Ransom is a philologist. Like Lewis and Tolkien were fond of doing, Ransom is on a walking tour through the countryside. Soon he is tired, hungry, and hopelessly lost. He approaches a house where he hopes for a little hospitality.
What he finds there, to his surprise, is an old schoolmate named Devine, the least favorite of his old schoolmates and with good reason as we'll see, and another man, Weston, who turns out to be a megalomaniac scientist. Of course Ransom doesn't initially know Weston is megalomaniac but he soon discovers it as he realizes the two man have nefarious plans for him.
Those plans consist of kidnapping him and taking him to another planet. The planet is called Malacandra and I won't tell you which planet that is so as not to ruin the surprise.
I also won't tell you too much of Ransom's adventures there for the same reason. However, being Lewis, the creatures are of such a sort as to inspire awe, fear, dread and respect and also love.

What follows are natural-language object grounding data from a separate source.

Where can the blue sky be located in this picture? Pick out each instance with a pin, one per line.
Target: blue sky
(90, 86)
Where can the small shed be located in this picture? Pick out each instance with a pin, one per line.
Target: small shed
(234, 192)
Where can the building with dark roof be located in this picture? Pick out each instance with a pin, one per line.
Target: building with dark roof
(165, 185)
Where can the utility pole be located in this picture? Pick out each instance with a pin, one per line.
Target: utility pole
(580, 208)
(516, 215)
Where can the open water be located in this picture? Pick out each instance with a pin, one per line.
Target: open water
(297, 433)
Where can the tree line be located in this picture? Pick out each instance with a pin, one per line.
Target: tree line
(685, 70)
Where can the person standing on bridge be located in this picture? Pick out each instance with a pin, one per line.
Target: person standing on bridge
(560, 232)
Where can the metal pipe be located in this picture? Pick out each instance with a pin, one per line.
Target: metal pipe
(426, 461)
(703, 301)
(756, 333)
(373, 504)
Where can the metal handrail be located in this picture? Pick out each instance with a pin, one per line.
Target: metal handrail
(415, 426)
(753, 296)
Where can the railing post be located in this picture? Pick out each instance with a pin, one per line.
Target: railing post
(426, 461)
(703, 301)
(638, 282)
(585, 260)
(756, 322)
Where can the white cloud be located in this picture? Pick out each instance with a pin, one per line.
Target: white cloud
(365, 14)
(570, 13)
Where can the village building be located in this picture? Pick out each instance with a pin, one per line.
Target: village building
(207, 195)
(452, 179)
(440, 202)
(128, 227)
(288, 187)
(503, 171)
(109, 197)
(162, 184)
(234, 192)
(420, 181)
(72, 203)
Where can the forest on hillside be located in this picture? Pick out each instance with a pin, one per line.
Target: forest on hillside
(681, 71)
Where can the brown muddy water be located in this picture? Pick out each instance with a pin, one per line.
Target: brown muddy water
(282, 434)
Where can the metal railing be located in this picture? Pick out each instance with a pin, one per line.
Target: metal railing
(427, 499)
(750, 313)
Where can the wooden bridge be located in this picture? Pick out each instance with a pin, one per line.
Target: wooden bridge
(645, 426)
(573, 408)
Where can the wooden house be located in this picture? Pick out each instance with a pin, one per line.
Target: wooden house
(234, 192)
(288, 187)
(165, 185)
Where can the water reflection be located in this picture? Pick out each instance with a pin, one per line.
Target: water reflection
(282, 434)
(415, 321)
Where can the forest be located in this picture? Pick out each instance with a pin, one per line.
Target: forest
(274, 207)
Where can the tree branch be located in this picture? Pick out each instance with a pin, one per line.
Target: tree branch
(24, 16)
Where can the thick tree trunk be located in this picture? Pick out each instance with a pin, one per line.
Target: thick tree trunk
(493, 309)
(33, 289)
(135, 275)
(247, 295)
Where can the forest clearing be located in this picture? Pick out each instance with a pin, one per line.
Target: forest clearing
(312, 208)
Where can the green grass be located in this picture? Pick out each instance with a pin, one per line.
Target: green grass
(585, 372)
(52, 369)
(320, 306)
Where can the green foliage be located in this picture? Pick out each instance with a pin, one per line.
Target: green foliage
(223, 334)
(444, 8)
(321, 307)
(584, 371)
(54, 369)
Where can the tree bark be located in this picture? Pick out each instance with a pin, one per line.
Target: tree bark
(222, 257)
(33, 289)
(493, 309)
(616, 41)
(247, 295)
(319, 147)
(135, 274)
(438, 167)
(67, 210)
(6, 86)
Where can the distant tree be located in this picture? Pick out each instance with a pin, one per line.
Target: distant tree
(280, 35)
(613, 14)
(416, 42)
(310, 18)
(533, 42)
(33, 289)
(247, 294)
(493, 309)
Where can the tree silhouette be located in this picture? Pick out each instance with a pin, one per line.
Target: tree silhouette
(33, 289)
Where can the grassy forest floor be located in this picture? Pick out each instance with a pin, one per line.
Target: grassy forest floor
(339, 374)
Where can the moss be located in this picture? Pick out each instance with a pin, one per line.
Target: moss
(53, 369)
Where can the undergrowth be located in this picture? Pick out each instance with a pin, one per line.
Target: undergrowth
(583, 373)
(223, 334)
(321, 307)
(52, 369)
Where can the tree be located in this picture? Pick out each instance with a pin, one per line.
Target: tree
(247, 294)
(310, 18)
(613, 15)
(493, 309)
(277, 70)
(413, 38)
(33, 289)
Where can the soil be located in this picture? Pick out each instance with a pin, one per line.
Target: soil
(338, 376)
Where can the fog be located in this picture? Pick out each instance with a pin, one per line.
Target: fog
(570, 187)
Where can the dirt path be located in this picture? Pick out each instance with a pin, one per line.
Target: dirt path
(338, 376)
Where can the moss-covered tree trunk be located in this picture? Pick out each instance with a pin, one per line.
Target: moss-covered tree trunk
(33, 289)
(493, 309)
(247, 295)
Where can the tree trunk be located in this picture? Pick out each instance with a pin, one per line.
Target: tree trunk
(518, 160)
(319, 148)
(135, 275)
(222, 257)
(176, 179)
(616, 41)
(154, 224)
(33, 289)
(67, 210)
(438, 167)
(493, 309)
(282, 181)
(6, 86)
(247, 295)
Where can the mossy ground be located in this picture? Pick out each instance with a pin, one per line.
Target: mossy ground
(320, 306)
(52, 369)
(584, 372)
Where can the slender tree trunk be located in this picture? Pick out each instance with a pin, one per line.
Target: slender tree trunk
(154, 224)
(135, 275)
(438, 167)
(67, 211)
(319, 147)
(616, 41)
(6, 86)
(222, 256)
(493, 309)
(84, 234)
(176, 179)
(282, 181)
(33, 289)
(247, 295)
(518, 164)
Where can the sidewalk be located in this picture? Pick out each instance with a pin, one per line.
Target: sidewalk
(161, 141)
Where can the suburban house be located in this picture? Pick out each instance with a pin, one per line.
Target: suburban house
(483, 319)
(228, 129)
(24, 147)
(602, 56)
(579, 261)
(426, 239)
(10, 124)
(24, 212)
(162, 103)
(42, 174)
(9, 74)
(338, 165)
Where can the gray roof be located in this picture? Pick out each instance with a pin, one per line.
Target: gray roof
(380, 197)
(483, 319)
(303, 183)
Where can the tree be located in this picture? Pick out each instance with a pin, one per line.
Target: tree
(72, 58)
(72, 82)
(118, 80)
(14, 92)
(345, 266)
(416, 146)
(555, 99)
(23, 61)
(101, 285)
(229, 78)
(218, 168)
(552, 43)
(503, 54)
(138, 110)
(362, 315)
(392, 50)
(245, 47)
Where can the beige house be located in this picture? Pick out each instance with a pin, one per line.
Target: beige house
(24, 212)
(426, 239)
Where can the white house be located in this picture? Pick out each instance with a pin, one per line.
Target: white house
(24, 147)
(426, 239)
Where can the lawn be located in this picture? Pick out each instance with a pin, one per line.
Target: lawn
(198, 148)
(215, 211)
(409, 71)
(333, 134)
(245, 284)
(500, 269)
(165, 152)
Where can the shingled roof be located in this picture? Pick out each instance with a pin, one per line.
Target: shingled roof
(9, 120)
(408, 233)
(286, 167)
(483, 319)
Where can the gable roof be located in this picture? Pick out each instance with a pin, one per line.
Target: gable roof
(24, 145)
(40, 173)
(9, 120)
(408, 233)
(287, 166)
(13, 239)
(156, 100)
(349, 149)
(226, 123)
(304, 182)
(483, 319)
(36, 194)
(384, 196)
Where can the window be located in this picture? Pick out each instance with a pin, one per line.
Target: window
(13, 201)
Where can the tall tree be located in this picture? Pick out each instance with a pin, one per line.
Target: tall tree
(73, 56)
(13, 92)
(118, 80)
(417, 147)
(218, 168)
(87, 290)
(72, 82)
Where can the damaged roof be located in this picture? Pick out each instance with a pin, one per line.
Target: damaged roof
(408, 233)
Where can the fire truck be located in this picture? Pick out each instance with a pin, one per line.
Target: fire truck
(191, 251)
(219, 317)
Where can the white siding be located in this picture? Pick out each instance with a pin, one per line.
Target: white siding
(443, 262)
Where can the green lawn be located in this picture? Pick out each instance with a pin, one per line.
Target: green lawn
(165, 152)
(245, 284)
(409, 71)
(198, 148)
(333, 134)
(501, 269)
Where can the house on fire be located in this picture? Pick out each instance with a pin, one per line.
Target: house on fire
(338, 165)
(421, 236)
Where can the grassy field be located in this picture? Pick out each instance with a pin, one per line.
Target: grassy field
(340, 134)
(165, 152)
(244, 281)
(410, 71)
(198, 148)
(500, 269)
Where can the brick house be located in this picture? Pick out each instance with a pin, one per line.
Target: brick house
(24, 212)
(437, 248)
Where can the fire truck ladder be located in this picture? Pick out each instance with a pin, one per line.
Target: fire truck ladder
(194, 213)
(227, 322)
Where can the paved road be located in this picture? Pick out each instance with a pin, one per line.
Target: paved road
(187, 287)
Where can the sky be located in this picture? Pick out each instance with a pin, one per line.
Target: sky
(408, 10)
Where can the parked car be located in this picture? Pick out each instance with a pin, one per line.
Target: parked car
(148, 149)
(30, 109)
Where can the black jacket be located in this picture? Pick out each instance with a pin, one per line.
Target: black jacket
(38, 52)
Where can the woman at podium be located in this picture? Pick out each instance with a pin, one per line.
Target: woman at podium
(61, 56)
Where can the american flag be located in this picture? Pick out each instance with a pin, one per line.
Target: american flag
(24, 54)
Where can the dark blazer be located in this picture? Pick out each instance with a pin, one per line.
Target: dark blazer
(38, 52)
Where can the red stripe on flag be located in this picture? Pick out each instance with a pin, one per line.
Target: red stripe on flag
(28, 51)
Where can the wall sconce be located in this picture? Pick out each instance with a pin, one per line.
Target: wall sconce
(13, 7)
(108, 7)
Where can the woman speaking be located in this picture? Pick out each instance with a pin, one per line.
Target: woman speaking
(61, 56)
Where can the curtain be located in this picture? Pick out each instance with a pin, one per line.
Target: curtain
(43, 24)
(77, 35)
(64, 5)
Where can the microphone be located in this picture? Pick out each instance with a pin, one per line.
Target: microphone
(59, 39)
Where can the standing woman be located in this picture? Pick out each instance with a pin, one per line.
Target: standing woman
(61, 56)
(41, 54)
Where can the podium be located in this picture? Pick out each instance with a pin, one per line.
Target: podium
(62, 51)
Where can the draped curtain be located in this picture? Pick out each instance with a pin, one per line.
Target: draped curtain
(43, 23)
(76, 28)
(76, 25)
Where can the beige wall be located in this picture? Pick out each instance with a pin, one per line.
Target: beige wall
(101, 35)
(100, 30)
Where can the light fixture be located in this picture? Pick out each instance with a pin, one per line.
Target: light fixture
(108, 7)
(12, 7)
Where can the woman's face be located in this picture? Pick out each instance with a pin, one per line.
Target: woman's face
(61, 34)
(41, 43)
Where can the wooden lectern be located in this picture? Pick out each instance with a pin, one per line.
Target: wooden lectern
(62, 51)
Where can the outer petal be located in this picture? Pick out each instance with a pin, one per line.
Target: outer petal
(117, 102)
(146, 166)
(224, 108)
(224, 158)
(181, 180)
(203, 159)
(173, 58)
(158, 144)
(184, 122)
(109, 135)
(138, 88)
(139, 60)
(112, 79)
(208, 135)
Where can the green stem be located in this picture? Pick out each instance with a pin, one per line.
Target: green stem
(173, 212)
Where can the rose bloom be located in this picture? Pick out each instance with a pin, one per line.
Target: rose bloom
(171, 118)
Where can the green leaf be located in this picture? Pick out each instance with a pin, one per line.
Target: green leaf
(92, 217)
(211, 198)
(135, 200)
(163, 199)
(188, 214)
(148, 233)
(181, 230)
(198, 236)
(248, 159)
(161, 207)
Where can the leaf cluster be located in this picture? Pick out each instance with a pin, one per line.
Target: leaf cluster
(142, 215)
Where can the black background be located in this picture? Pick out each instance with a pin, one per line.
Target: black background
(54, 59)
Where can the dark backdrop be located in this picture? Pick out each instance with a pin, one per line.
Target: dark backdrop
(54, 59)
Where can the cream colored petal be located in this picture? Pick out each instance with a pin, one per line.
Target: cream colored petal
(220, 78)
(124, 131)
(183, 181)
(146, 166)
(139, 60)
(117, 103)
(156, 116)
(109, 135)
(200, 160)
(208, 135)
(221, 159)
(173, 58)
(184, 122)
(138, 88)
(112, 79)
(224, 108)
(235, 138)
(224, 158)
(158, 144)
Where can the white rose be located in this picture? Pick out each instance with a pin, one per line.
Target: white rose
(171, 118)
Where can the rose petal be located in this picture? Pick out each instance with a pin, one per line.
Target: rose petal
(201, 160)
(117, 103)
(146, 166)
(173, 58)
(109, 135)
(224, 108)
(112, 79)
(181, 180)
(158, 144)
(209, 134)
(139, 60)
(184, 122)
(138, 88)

There are certain beings that exist there that are unknown to humans but actually exist on Earth as well. Because of humankind's fallen nature and the "bent" Oyarsa that rules the planet, these beings are invisible to the human eye. Man's corrupted eye cannot see them although originally they were supposed to.
Ransom learns all of this while he is on Malacandra after talking with the Oyarsa of the planet, but we meet him only later in the novel. We first meet the physical beings that Ransom can see and gets to know.
Eventually, Ransom discovers why Devine and Weston have brought him to Malacandra. But even they do not realize that they are merely tools unwittingly carrying out the evil intent of Earth's bent Oyarsa.
This final revelation is a prelude to the second and third novels in the trilogy.
This story is adventurous and suspenseful but most of all, it inspires the reader to care about all of the characters, even the bent humans, because Lewis is able to project his own unconditional love onto each person, terrestrial and extraterrestrial, and in turn make them lovable to us.